Coronary arteries and arterial territories
The two main coronary arteries emanate from the aortic bulb (Figure 1):
- The right coronary artery (RCA) originates on the right aspect of the aortic bulb.
- The left main coronary artery (LMCA) originates from the left anterior aspect of the aortic bulb. The LMCA is short and branches into the two arteries supplying the anterior and left side of the heart, as follows:
- The left anterior descending coronary artery (LAD).
- The left circumflex coronary artery (LCX).
Figure 1 shows the coronary arteries and their relation to the ECG leads. Note that Figure 1 is a right-dominant system (i.e PDA is supplied from RCA).
Figure 2 shows the coronary arterial territories in relation to the 17 segments of the left ventricle.
Coronary artery dominance: left dominance vs. right dominance
The coronary artery that supplies the PDA (posterior descending coronary artery), which supplies the inferior wall of the left ventricle, determines the coronary artery dominance (Figure 1). A right-dominant system implies that the PDA is supplied by the right coronary artery (RCA). A left-dominant system implies that the PDA is supplied by the left circumflex coronary artery (LCX). The right-dominant system is by far the most common anatomy, occurring in 90% of all individuals.
Right coronary artery (RCA)
- The right coronary artery supplies the entire right ventricle via the right marginal artery (r. marginalis dx).
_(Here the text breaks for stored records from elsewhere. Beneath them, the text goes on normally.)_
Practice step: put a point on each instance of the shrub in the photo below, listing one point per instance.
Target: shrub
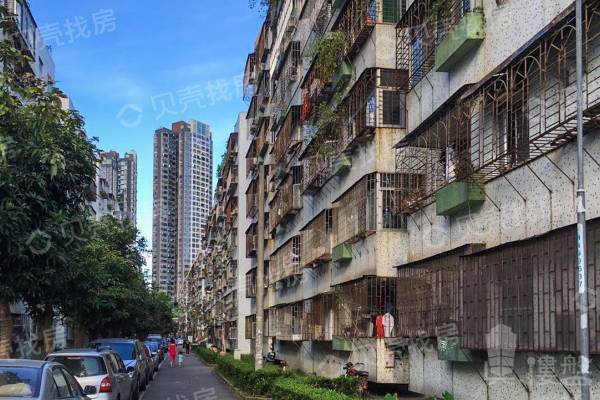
(342, 384)
(295, 389)
(208, 356)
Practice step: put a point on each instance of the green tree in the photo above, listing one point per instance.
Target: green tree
(47, 167)
(115, 300)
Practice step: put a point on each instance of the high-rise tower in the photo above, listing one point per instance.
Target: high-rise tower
(182, 200)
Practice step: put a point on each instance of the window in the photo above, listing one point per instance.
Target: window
(393, 103)
(19, 382)
(81, 367)
(63, 390)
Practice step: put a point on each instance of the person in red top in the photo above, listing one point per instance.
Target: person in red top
(172, 352)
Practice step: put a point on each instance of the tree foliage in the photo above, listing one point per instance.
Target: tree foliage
(53, 256)
(117, 301)
(47, 167)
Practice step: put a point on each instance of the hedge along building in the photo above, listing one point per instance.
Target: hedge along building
(489, 169)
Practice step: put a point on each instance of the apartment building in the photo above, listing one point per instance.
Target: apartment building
(421, 192)
(218, 295)
(116, 186)
(28, 39)
(127, 186)
(182, 200)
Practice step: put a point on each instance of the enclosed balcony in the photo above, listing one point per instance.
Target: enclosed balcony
(287, 139)
(524, 111)
(433, 34)
(318, 318)
(375, 101)
(286, 261)
(288, 199)
(287, 71)
(316, 237)
(262, 48)
(358, 18)
(364, 309)
(251, 283)
(249, 77)
(366, 207)
(288, 322)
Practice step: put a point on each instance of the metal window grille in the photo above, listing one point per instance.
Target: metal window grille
(420, 31)
(316, 237)
(318, 324)
(355, 212)
(358, 305)
(251, 284)
(521, 113)
(286, 261)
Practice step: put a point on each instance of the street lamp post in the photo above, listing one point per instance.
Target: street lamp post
(581, 214)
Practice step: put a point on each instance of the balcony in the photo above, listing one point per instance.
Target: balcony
(358, 18)
(249, 77)
(316, 237)
(286, 261)
(430, 36)
(318, 324)
(262, 44)
(288, 138)
(358, 304)
(287, 323)
(374, 101)
(286, 203)
(355, 214)
(251, 241)
(287, 71)
(251, 284)
(500, 124)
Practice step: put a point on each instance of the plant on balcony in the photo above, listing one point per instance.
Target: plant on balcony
(329, 54)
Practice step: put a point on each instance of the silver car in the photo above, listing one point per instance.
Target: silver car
(102, 374)
(40, 380)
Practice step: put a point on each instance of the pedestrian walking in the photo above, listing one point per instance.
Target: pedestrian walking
(172, 352)
(180, 358)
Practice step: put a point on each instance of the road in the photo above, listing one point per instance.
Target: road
(194, 381)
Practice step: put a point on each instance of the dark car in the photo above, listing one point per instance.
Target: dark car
(43, 380)
(134, 355)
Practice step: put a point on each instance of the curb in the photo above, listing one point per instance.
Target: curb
(239, 393)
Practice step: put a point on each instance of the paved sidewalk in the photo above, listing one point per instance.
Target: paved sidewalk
(194, 381)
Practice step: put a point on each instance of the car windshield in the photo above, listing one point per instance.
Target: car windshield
(153, 346)
(81, 366)
(125, 350)
(19, 381)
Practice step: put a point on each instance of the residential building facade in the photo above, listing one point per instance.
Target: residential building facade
(421, 193)
(218, 293)
(116, 186)
(182, 200)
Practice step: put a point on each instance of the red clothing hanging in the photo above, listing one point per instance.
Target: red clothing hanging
(379, 325)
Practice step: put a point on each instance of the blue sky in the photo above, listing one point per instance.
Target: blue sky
(133, 66)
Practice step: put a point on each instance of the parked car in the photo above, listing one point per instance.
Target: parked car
(155, 351)
(40, 380)
(134, 356)
(102, 374)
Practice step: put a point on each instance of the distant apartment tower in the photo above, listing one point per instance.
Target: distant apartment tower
(127, 186)
(116, 185)
(182, 200)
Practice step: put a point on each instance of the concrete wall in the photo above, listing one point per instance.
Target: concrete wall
(525, 378)
(244, 304)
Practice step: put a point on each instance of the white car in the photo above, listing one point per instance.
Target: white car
(101, 374)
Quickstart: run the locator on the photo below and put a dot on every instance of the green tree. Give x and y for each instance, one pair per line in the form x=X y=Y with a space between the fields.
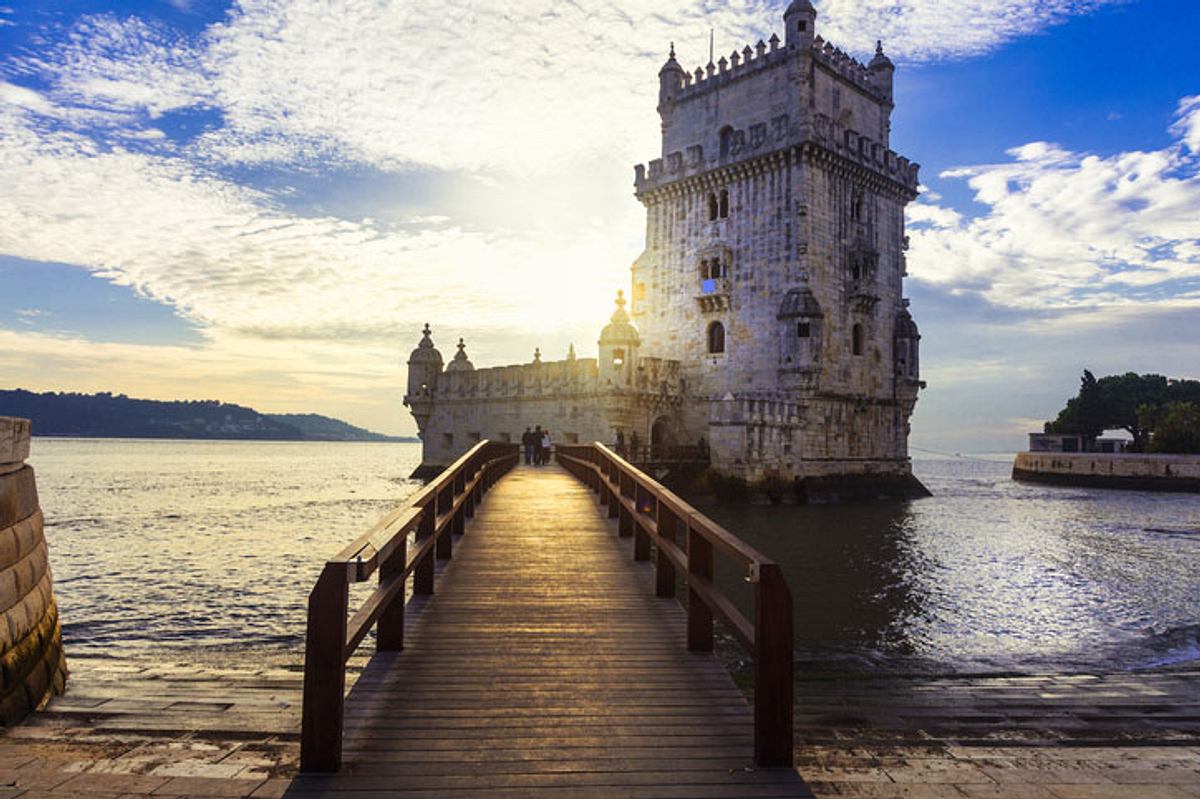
x=1123 y=395
x=1176 y=428
x=1085 y=414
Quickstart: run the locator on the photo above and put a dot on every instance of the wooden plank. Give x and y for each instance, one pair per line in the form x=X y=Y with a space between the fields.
x=545 y=665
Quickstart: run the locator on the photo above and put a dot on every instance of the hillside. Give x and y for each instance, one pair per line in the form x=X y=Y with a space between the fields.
x=108 y=415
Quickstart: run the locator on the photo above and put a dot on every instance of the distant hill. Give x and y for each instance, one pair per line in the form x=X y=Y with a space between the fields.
x=108 y=415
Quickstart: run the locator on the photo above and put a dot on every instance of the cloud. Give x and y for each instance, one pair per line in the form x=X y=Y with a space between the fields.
x=227 y=257
x=921 y=30
x=1072 y=229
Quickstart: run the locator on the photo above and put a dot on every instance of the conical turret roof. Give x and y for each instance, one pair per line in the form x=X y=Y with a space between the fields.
x=425 y=352
x=619 y=330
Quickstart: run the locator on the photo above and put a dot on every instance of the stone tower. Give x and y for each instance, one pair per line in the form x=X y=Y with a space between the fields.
x=774 y=259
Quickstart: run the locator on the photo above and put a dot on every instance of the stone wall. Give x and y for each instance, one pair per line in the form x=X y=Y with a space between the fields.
x=33 y=666
x=1126 y=470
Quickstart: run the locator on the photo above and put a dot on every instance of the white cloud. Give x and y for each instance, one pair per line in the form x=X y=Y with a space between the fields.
x=918 y=30
x=1071 y=229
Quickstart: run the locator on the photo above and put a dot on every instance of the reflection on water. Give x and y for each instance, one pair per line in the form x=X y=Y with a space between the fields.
x=988 y=575
x=203 y=545
x=198 y=546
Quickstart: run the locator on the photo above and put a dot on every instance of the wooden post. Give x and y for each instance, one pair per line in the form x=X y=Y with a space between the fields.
x=445 y=500
x=613 y=505
x=423 y=576
x=700 y=616
x=625 y=524
x=390 y=626
x=641 y=538
x=664 y=569
x=324 y=673
x=773 y=692
x=469 y=504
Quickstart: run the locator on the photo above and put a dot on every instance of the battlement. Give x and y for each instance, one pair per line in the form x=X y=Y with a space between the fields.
x=765 y=138
x=846 y=66
x=726 y=70
x=867 y=151
x=771 y=53
x=550 y=378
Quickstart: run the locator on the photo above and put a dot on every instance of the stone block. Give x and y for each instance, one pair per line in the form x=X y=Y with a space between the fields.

- In 90% of individuals, the right coronary artery gives off the posterior descending artery (PDA) which supplies the inferior wall of the left ventricle. When the RCA gives off PDA, the anatomy is referred to as a right-dominant system (if the LCX gives off PDA, it is referred to as a left-dominant system).
- In patients with right-dominance the RCA supplies the atrioventricular (AV) node.
- In 60% of individuals, the right coronary artery gives off branches to the sinoatrial (SA) node.
- The posterior third of the interventricular septum is supplied by the right coronary artery.
- Arteries to the posterior wall (these arteries branch of after the right marginal artery) may be given off by the RCA (and otherwise the LCx).
Left anterior descending coronary artery (LAD)
- The LAD supplies the anterior two-thirds of the interventricular septum (this area is referred to as anteroseptal area).
- The LAD supplies the large anteriosuperior wall (often referred to as the anterior wall) and the apical part of the lateral wall.
- The LAD may stretch all the way to the inferior wall and supply its most apical area (this area is referred to as the inferoapical area). Occasionally the LAD is very long and supplies a significant portion of the inferior wall; this type of LAD is called wrap-around LAD (because it wraps around the apex).
Left circumflex coronary artery (LCX)
- In 90% of individuals, the coronary circulation is right-dominant, meaning that the PDA is given off by the RCA. In these individuals, the LCx only supplies the basal and mid parts of the posterolateral wall. As discussed previously, this part of the left ventricle is difficult to capture with the conventional leads in the 12-lead ECG.
- In 10% of individuals, the coronary circulation is left-dominant, meaning that the PDA is given off by the LCx. Thus the LCx supplies the inferior wall in 10% of all individuals.
- The LCx supplies the AV-node in 10% of all individuals.